How was the audio represented in cv2?


I have a function to read the audio signal associated to the video frame

import cv2

def read_audio_frames(file_path):
    # Open the video file
    video = cv2.VideoCapture(file_path)

    # Get audio properties
    frame_rate = video.get(cv2.CAP_PROP_FPS)
    num_frames = int(video.get(cv2.CAP_PROP_FRAME_COUNT))

    # Read the audio frames
    audio_frames = []
    for _ in range(num_frames):
        ret, frame = video.read()
        
        if not ret:
            break
        
        audio_frames.append(frame)
    
    # Release the video object
    video.release()

    return audio_frames

where

# Read audio frames
audio_frames = read_audio_frames(file_path)
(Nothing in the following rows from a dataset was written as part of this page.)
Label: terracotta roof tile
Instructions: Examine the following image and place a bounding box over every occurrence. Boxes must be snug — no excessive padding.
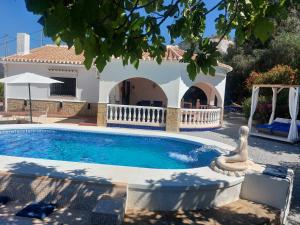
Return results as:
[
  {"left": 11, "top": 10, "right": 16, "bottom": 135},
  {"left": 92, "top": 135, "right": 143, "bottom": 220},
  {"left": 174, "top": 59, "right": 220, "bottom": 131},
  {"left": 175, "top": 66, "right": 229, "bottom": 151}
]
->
[
  {"left": 3, "top": 45, "right": 232, "bottom": 71},
  {"left": 3, "top": 45, "right": 84, "bottom": 64}
]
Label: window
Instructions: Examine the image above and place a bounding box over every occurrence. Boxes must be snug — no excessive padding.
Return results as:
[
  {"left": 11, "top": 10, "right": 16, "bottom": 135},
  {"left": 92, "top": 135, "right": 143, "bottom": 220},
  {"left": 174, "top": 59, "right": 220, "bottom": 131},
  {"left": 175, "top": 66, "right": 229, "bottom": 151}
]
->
[{"left": 50, "top": 77, "right": 76, "bottom": 97}]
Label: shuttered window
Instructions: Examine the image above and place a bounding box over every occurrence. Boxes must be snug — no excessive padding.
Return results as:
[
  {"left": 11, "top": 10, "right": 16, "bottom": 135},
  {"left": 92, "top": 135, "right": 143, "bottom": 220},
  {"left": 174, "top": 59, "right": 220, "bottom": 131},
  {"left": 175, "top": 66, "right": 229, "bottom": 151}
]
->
[{"left": 50, "top": 77, "right": 76, "bottom": 97}]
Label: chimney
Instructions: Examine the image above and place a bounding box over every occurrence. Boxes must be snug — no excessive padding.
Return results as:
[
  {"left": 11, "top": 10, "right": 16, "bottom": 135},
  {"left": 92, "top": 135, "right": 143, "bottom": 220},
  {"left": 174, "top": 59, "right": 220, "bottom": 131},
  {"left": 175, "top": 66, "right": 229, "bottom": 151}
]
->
[{"left": 17, "top": 33, "right": 30, "bottom": 55}]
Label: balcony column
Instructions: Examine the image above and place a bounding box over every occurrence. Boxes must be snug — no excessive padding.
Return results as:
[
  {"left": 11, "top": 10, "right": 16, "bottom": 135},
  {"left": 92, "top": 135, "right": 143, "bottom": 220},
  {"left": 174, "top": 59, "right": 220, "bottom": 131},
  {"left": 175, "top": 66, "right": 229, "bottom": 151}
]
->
[
  {"left": 166, "top": 107, "right": 181, "bottom": 132},
  {"left": 97, "top": 103, "right": 107, "bottom": 127}
]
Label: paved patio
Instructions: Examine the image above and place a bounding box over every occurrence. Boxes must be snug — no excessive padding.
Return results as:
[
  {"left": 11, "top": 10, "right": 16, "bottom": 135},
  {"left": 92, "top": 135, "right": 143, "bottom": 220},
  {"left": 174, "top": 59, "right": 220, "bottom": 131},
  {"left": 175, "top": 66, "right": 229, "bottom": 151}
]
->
[
  {"left": 185, "top": 114, "right": 300, "bottom": 225},
  {"left": 0, "top": 113, "right": 300, "bottom": 225}
]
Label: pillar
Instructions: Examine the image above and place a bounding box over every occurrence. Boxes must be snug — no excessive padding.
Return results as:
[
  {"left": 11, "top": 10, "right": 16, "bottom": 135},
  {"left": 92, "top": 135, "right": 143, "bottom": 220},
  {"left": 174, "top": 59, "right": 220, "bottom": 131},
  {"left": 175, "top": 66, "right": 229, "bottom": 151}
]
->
[
  {"left": 166, "top": 107, "right": 181, "bottom": 132},
  {"left": 97, "top": 103, "right": 107, "bottom": 127}
]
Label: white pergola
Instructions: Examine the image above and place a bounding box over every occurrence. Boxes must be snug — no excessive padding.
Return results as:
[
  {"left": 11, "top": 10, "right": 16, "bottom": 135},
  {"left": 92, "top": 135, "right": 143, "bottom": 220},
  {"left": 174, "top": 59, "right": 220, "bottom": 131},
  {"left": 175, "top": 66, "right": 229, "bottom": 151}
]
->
[{"left": 248, "top": 84, "right": 300, "bottom": 143}]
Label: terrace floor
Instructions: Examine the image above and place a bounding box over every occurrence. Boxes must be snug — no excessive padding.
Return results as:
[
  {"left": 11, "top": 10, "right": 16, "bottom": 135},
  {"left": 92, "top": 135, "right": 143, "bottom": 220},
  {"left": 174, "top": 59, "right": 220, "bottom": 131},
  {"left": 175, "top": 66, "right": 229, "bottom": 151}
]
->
[{"left": 185, "top": 113, "right": 300, "bottom": 225}]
audio_frames[0] # IN each separated audio frame
len( audio_frames[0][0] ) #=  1080, Not sure why it was at sample rate '44100'
audio_frames[0][0][0]

returned a value of

array([3, 1, 1], dtype=uint8)

However, I don't quite understand why it was.

First, this is a stereo audio. Shouldn't the result returned consisted two value of different channels instead of three? The value did not seem correct either, since uint8 only range from 0-256 of 8bit, clearly lower than the 16bit, 24bit, 32bit used in the audio format.

Also, I don't understand why audio_frames[0][0][0]. The first audio_frames[0] corresponding to the video frame. But immediately audio_frames[0][0] should corresponding to the audio sample (i.e. the sample rate 44100), not audio_frames[0][0][0].

A different also returned

audio_frames[15][2][0]
array([3, 1, 1], dtype=uint8)

Notice that for a different .mp4 file

len(audio_frames[0])=300
len(audio_frames[0][0])=1920
len(audio_frames[0][0][0])=3

This indicate len(audio_frames[0][0]) does not seem to correspond to the number of audio sample.

How was the audio represented in cv2? I want to write a function such that the audio signal could be read off as a dBs value.


Solution

  • OpenCV can read audio data from media files.

    This is not documented as of July 2023.

    There is some example code in various places in the samples/ directory, samples/python specifically. I found that code to be very sparsely documented. It does not explain the principles.

    The code you present in your question reads video data only. You must not name it like it did read any audio data. It does not.